Mexican drug cartels emerged from the US demand for Maryjuana in the 1960’s, though without much violence as, at that time, Mexico and the USA had a mostly peaceful society still deeply engrained in traditional values and an homogenous social structure. The rise of Colombian drug lord Pablo Escobar and his Cocaine empire changed all that as he used various Mexican cartels to distribute his products into the USA. After the arrest of the drug kingpin Felix Gallardo in 1989 for Cocaine smuggling, there was a lull in the violence through out most of the 1990, but things changed by the early 2000’s with a steady increase in violence. By 2006, with the election of Felipe Calderon and the violent rise of so many cartels, a war was declared by the Federal government which launched a very violent period for Mexico: by the end of his 6 year term, an estimated 50 thousands drug related homicide had occurred. A low number as tenth of thousands of people went missing as well.
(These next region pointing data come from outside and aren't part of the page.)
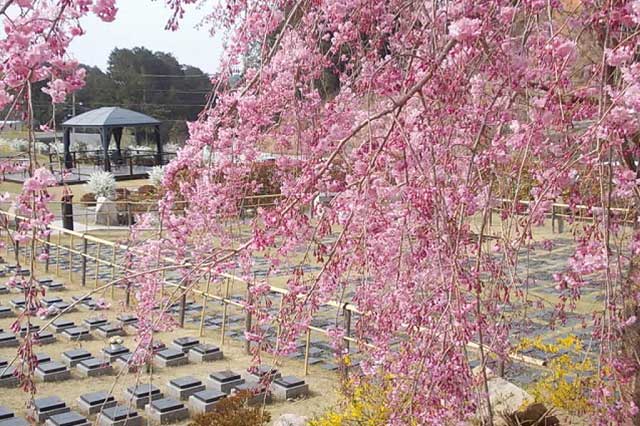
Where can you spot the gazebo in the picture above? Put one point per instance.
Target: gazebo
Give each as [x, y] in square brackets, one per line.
[110, 121]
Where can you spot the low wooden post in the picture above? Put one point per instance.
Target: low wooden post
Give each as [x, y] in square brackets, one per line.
[204, 304]
[85, 246]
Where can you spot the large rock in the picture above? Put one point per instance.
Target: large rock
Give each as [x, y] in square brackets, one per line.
[290, 420]
[106, 212]
[505, 396]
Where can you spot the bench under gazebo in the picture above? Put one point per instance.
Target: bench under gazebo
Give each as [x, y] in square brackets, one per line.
[110, 122]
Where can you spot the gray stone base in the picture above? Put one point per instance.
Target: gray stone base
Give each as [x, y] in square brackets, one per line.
[9, 382]
[223, 387]
[50, 423]
[139, 402]
[163, 363]
[90, 410]
[109, 334]
[183, 394]
[41, 417]
[281, 393]
[53, 377]
[156, 417]
[95, 372]
[259, 399]
[197, 406]
[198, 357]
[9, 343]
[82, 337]
[131, 421]
[46, 340]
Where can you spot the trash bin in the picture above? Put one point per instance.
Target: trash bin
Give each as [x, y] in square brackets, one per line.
[67, 210]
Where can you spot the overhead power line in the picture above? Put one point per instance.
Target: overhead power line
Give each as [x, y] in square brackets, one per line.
[207, 76]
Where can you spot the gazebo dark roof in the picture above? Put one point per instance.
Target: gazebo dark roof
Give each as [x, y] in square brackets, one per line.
[110, 121]
[111, 117]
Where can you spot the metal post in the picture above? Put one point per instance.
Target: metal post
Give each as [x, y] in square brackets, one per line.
[58, 253]
[47, 251]
[97, 265]
[247, 343]
[224, 313]
[71, 249]
[306, 352]
[85, 246]
[113, 272]
[347, 327]
[16, 249]
[183, 306]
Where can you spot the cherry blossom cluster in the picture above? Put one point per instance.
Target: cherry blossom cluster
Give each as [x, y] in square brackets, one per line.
[398, 127]
[34, 46]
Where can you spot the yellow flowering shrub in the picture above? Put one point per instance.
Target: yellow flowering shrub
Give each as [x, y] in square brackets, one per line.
[569, 377]
[362, 404]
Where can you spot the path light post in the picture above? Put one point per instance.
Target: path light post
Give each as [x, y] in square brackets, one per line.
[67, 209]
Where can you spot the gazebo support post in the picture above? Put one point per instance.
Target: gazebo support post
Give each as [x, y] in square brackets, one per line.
[117, 136]
[156, 133]
[105, 136]
[66, 142]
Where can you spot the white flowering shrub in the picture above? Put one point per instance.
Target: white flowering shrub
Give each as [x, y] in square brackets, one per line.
[103, 184]
[140, 149]
[20, 145]
[156, 174]
[171, 147]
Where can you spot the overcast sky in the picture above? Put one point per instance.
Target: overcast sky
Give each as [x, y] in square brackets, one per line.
[141, 23]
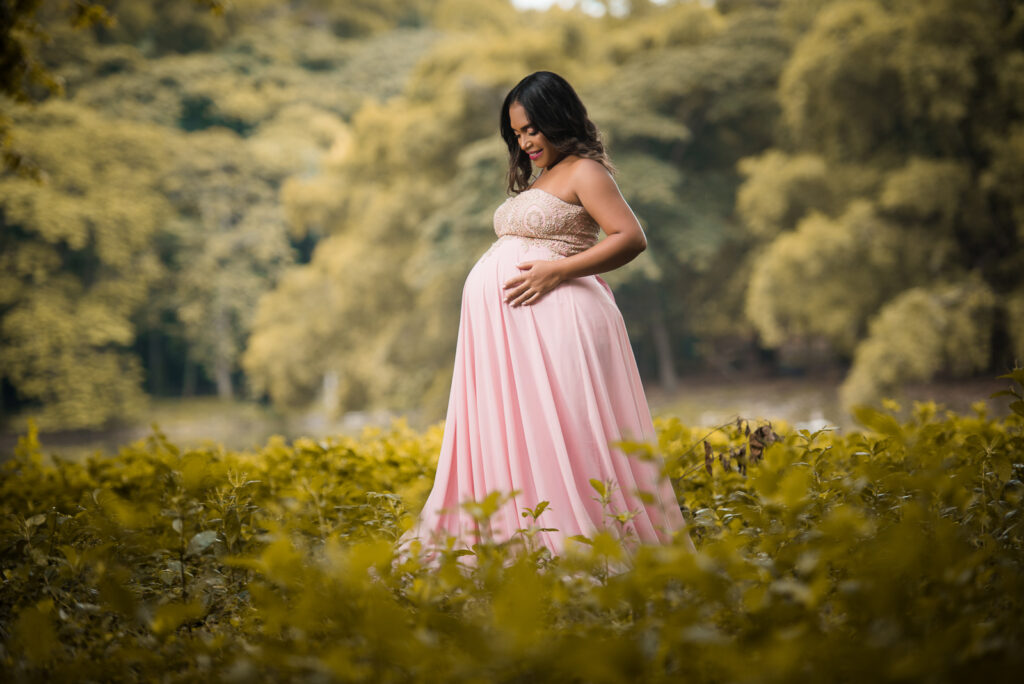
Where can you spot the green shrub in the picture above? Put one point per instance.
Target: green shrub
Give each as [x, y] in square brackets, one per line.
[889, 554]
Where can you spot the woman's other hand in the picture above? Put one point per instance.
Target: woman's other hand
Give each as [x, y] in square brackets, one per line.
[536, 279]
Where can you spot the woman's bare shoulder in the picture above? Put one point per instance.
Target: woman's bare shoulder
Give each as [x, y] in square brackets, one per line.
[590, 174]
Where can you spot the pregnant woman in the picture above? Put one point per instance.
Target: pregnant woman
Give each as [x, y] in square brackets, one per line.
[545, 381]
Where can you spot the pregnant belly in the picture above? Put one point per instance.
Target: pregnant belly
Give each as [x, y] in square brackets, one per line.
[486, 279]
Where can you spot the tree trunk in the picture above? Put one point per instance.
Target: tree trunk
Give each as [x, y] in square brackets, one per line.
[663, 350]
[189, 375]
[222, 367]
[155, 351]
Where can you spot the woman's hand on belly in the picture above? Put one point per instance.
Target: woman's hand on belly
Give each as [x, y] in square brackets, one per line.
[535, 280]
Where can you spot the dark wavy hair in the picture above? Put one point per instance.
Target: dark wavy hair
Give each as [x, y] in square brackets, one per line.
[555, 109]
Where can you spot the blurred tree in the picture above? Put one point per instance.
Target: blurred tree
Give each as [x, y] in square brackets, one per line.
[416, 215]
[897, 116]
[78, 262]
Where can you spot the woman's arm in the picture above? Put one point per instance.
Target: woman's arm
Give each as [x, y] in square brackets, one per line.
[600, 197]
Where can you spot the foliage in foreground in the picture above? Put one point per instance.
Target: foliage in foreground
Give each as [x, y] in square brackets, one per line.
[891, 554]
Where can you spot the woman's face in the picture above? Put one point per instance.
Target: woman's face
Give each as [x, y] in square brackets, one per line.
[531, 140]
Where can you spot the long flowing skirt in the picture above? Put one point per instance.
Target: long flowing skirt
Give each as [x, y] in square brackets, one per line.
[540, 395]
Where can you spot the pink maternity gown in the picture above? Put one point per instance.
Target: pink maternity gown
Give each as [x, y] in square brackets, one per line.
[539, 394]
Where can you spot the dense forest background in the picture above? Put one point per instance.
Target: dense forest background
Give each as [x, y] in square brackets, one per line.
[281, 201]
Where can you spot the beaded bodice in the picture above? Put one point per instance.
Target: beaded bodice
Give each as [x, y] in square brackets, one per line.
[540, 216]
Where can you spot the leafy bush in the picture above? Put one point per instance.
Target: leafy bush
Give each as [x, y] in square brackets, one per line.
[888, 554]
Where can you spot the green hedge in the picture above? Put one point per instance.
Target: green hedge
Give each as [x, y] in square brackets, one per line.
[890, 554]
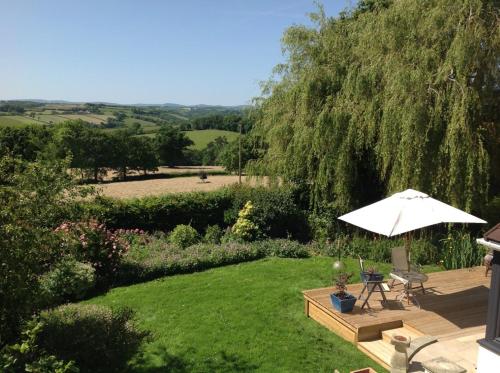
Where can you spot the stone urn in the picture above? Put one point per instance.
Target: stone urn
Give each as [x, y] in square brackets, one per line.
[399, 359]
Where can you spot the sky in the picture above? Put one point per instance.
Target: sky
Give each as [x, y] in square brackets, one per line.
[188, 52]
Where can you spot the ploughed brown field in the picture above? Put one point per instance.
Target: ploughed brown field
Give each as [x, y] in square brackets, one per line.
[142, 188]
[171, 170]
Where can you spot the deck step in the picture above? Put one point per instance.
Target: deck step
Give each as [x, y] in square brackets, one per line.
[405, 331]
[379, 350]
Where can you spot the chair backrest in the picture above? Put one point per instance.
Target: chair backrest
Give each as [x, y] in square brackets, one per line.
[400, 259]
[361, 266]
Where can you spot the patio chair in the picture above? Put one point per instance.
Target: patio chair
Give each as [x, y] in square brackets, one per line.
[406, 273]
[370, 286]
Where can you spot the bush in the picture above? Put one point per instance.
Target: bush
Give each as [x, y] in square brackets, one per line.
[69, 280]
[277, 211]
[184, 236]
[97, 338]
[160, 213]
[93, 243]
[245, 228]
[460, 251]
[213, 234]
[27, 356]
[159, 258]
[283, 248]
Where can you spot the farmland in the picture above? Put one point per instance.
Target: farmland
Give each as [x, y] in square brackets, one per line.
[144, 121]
[202, 137]
[143, 188]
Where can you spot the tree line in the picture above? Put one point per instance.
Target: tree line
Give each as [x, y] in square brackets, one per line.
[389, 95]
[93, 150]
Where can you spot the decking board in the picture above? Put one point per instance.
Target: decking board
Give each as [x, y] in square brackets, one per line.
[455, 304]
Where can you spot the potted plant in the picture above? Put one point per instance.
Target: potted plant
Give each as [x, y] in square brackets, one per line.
[341, 300]
[371, 274]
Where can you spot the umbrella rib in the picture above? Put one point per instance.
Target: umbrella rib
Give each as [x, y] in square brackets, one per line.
[395, 223]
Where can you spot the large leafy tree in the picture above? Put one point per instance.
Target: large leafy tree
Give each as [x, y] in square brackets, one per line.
[391, 95]
[34, 198]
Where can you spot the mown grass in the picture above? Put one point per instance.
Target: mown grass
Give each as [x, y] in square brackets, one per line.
[201, 138]
[245, 317]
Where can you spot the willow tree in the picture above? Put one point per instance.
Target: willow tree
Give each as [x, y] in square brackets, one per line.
[391, 95]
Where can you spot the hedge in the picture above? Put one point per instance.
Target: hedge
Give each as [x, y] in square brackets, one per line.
[277, 210]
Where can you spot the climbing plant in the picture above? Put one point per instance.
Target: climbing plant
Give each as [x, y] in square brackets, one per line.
[387, 96]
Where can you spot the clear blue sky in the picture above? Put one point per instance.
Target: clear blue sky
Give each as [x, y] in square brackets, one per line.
[145, 51]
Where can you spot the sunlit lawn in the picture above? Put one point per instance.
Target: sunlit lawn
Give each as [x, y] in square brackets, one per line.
[238, 318]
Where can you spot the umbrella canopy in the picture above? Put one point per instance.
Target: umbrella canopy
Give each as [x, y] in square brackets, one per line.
[404, 212]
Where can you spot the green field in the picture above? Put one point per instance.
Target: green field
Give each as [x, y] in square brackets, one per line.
[246, 317]
[201, 138]
[16, 121]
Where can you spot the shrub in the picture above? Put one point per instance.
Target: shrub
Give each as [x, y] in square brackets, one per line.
[97, 338]
[184, 236]
[93, 243]
[376, 249]
[69, 280]
[159, 258]
[160, 213]
[424, 251]
[27, 356]
[213, 234]
[277, 210]
[245, 228]
[283, 248]
[460, 251]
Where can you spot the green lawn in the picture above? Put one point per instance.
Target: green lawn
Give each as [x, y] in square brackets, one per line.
[246, 317]
[202, 137]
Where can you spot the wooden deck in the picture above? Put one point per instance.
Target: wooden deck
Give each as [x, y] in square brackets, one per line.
[454, 306]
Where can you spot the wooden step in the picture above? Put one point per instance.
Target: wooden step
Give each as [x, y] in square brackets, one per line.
[378, 350]
[405, 331]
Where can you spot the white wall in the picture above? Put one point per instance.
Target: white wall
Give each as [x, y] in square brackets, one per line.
[487, 361]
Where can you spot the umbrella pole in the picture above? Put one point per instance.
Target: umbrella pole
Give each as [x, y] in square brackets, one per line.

The new administration of ex-president Pena Nieto had a total different approach to the drug war and decided to terminate government heavy handed approach to get rid of the numerous cartels dotting Federal lands. This backfired tremendously, though not the right way as homicide went down by 50%. Critics accused Nieto to be in bed with the Sinaloa cartels, which is now seen as a distinct possibility. Then came the current president, Obrador who was even more lenient with the cartels. Both administrations were not successful, even they tried, to remedy the drug issues within Mexico, as the cartels saw this as weakness and an opportunity to advance their power further.

Today, the situation is so bad that it is hard to see the difference between Mexican cartels, certain portions of the Mexican government as power seems to be shared more and more, hence, creating a situation where one needs the other. Indeed, States like Michoacán, Guerrero Jalisco, or even Sonora, have become heavily contested lands where Federal troops are not longer controlling large swath of territory, therefore, creating a state within a state.